The one disappointment is the lack of attention given to labour, industrial and social history, including issues like emigration. Only three documents, from Engels, Karl Marx and James Connolly, address these topics in part, and the last two are primarily about politics. Symptomatically, Jim Larkin’s birth year is given as 1876 (173) when scholars have accepted since the mid-1980s that he was born in 1874. Equally revealing is the inclusion of a Connolly text, when Larkin had the greater impact on the Irish Labour movement.
Undoubtedly, Dworkin succeeds in his handling of the central theme, which is essentially about the failure of the Union of 1800 and its replacement with two states dominated by nationalism and Ulster Unionism.
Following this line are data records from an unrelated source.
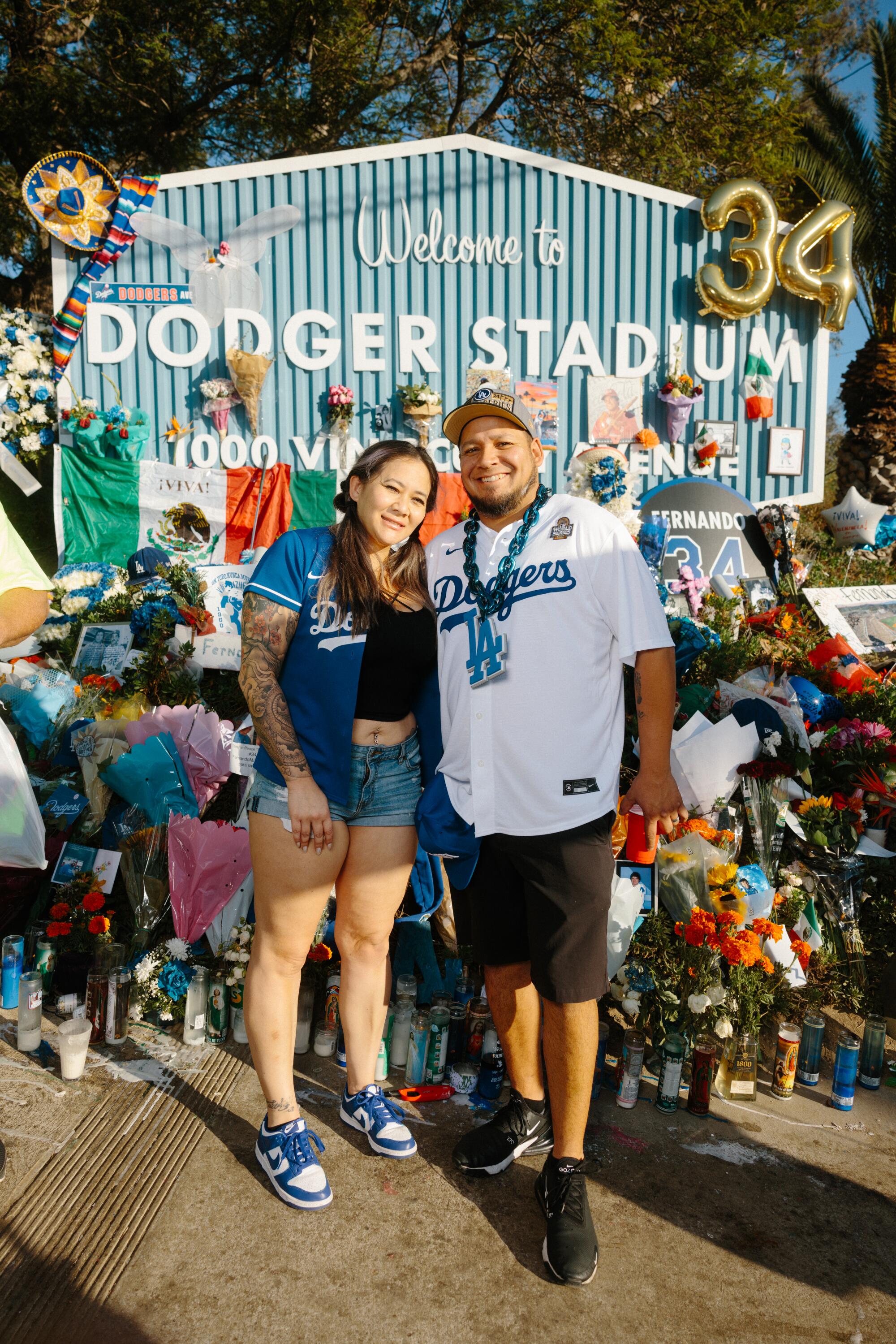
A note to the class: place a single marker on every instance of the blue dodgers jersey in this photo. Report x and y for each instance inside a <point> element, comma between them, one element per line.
<point>323,667</point>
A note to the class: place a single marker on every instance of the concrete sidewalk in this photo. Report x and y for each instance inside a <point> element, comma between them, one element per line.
<point>759,1223</point>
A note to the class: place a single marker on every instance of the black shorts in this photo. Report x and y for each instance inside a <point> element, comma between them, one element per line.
<point>544,899</point>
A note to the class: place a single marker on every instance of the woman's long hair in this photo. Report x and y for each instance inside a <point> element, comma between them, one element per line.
<point>350,580</point>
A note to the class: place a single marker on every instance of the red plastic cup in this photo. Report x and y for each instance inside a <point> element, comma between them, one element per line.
<point>637,840</point>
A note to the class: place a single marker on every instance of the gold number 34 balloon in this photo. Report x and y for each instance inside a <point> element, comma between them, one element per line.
<point>833,284</point>
<point>755,251</point>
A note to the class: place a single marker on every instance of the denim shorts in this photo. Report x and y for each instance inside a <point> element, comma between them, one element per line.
<point>385,785</point>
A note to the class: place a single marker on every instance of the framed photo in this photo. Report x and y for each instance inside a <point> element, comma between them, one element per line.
<point>761,593</point>
<point>497,378</point>
<point>616,408</point>
<point>641,877</point>
<point>864,616</point>
<point>540,400</point>
<point>785,451</point>
<point>77,859</point>
<point>103,648</point>
<point>724,433</point>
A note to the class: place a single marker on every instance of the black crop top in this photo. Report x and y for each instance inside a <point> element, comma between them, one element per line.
<point>398,654</point>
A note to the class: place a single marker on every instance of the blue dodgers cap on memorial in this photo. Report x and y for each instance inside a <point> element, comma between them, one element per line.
<point>143,564</point>
<point>488,401</point>
<point>443,831</point>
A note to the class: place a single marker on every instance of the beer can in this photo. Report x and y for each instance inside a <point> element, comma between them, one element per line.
<point>457,1033</point>
<point>809,1054</point>
<point>629,1069</point>
<point>97,995</point>
<point>492,1065</point>
<point>218,1012</point>
<point>843,1089</point>
<point>785,1070</point>
<point>45,961</point>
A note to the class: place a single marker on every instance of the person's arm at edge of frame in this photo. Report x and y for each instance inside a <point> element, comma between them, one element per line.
<point>655,788</point>
<point>268,630</point>
<point>22,612</point>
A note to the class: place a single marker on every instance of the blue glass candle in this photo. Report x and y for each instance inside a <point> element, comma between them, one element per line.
<point>14,949</point>
<point>843,1089</point>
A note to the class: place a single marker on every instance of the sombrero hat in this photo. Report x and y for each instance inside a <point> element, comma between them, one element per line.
<point>72,195</point>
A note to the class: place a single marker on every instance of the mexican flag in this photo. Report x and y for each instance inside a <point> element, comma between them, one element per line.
<point>758,388</point>
<point>107,510</point>
<point>808,928</point>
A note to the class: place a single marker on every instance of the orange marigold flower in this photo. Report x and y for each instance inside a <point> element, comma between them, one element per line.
<point>747,937</point>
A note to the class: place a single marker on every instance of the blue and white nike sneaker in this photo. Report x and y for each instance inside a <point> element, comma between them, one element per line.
<point>287,1158</point>
<point>381,1120</point>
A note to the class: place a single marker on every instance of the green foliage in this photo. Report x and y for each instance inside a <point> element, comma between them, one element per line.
<point>683,96</point>
<point>160,675</point>
<point>839,159</point>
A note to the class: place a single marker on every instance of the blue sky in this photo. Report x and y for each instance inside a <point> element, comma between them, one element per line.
<point>855,80</point>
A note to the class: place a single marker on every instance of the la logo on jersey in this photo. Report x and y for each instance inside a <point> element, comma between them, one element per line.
<point>488,650</point>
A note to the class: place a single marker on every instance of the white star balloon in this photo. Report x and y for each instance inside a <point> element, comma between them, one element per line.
<point>853,521</point>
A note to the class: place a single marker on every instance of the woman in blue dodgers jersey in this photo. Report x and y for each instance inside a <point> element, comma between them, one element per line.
<point>339,651</point>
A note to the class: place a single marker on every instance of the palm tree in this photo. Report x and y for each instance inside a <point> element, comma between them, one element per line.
<point>840,160</point>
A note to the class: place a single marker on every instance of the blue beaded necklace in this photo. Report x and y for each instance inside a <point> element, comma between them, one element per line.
<point>488,648</point>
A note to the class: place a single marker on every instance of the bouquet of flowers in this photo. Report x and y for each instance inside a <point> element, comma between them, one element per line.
<point>680,394</point>
<point>80,918</point>
<point>237,953</point>
<point>221,397</point>
<point>833,823</point>
<point>160,981</point>
<point>340,402</point>
<point>416,398</point>
<point>27,394</point>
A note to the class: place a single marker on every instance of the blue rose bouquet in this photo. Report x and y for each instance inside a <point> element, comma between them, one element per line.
<point>160,980</point>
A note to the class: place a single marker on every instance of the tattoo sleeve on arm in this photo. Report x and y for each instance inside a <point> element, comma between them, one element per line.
<point>638,695</point>
<point>268,630</point>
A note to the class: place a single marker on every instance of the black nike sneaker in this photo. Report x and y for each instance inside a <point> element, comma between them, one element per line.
<point>512,1131</point>
<point>570,1249</point>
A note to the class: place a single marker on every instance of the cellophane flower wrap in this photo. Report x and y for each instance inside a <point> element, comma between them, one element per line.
<point>207,863</point>
<point>202,741</point>
<point>144,866</point>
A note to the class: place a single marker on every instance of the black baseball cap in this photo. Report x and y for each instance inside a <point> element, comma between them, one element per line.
<point>488,401</point>
<point>143,564</point>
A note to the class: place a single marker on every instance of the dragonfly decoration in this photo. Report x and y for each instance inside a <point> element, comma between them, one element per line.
<point>226,279</point>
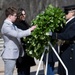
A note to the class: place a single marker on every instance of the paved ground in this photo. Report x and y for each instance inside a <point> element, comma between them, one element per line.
<point>33,69</point>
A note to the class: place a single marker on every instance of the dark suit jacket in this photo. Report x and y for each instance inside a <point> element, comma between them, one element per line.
<point>25,61</point>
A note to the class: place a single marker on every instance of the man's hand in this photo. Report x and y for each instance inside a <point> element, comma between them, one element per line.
<point>32,28</point>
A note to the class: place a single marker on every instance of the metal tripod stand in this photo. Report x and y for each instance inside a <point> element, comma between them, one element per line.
<point>47,59</point>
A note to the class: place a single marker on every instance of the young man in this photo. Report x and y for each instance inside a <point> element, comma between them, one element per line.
<point>68,34</point>
<point>12,45</point>
<point>23,65</point>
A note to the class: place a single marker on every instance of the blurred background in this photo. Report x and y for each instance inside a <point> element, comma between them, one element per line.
<point>32,7</point>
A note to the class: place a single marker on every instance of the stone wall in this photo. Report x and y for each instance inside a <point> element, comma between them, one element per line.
<point>32,7</point>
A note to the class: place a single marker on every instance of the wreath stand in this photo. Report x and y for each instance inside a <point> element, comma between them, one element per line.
<point>47,48</point>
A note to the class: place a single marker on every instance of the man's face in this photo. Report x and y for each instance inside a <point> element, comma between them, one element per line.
<point>23,16</point>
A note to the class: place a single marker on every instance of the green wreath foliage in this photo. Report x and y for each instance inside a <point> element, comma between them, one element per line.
<point>52,19</point>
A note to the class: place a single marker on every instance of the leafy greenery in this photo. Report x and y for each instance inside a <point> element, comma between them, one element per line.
<point>52,19</point>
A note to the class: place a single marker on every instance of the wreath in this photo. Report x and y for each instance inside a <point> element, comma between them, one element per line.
<point>51,19</point>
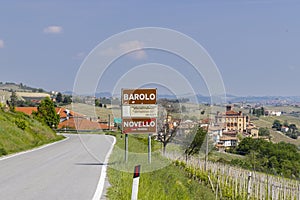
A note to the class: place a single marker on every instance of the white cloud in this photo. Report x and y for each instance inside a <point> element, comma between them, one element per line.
<point>79,56</point>
<point>1,44</point>
<point>135,45</point>
<point>53,29</point>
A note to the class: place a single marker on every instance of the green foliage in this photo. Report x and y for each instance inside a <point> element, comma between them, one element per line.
<point>46,113</point>
<point>59,97</point>
<point>2,152</point>
<point>14,137</point>
<point>167,183</point>
<point>197,142</point>
<point>277,125</point>
<point>67,99</point>
<point>281,158</point>
<point>21,123</point>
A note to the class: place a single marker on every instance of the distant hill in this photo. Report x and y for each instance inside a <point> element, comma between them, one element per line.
<point>9,86</point>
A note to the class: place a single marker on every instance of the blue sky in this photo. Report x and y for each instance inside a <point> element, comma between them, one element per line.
<point>254,43</point>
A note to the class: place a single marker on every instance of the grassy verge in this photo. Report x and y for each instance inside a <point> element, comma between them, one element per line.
<point>19,132</point>
<point>167,182</point>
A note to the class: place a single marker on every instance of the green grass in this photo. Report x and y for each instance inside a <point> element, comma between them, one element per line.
<point>159,180</point>
<point>14,139</point>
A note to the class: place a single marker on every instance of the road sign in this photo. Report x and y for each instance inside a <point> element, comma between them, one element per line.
<point>139,125</point>
<point>139,110</point>
<point>139,96</point>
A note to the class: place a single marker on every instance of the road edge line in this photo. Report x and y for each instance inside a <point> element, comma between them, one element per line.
<point>32,150</point>
<point>100,186</point>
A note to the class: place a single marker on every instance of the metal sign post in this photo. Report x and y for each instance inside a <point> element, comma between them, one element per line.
<point>126,148</point>
<point>139,113</point>
<point>135,184</point>
<point>149,148</point>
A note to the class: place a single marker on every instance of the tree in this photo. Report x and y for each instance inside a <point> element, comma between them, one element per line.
<point>277,125</point>
<point>59,97</point>
<point>197,142</point>
<point>46,113</point>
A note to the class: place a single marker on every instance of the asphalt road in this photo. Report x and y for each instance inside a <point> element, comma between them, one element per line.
<point>68,170</point>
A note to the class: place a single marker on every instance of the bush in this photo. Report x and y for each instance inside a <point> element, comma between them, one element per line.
<point>21,123</point>
<point>2,152</point>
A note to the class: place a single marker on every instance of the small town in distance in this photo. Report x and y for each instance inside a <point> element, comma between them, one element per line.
<point>254,143</point>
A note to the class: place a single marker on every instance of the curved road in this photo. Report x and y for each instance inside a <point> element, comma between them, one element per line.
<point>69,169</point>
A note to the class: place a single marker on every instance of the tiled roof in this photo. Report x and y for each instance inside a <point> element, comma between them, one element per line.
<point>26,110</point>
<point>231,112</point>
<point>227,138</point>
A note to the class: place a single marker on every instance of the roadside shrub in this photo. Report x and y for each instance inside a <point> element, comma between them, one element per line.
<point>2,152</point>
<point>21,123</point>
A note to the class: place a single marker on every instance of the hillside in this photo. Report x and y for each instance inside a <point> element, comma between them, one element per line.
<point>19,132</point>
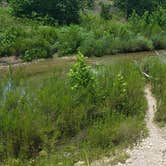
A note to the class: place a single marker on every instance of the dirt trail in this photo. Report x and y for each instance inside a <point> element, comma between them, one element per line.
<point>152,150</point>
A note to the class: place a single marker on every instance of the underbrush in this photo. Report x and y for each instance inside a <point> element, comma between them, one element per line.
<point>156,68</point>
<point>58,123</point>
<point>94,36</point>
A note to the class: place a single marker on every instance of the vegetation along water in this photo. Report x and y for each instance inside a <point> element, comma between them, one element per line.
<point>80,108</point>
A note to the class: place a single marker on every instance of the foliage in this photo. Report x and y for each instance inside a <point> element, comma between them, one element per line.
<point>65,11</point>
<point>81,75</point>
<point>105,11</point>
<point>128,6</point>
<point>36,116</point>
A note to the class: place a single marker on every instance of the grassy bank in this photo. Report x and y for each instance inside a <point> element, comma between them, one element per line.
<point>156,68</point>
<point>33,39</point>
<point>44,121</point>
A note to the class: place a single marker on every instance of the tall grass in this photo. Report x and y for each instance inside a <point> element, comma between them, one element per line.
<point>37,125</point>
<point>156,68</point>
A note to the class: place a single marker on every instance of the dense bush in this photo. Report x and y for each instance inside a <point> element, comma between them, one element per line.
<point>128,6</point>
<point>30,40</point>
<point>34,121</point>
<point>65,11</point>
<point>156,68</point>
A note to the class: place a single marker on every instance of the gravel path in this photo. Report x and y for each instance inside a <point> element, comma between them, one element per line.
<point>152,150</point>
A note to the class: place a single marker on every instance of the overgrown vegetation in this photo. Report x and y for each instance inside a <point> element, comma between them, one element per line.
<point>41,36</point>
<point>156,68</point>
<point>35,122</point>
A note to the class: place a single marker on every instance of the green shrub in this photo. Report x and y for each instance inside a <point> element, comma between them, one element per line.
<point>63,11</point>
<point>80,75</point>
<point>69,39</point>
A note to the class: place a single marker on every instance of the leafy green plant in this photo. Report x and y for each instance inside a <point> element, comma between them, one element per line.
<point>80,75</point>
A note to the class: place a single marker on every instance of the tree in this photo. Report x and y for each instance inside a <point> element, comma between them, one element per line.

He has an easy facility for writing clearly and concisely, and, despite a sympathy with the nationalist masses, he offers analyses which give fair consideration to all of the main political factions in Ireland. The book may appear too advanced to have much appeal to the general reader – though it presumes no prior knowledge and could be read profitably by anyone – but it certainly will commend itself to the student or academic. And no matter how well versed they are in Irish history, they are sure to find some previously unknown textual treasures accompanied by sharp, insightful commentaries.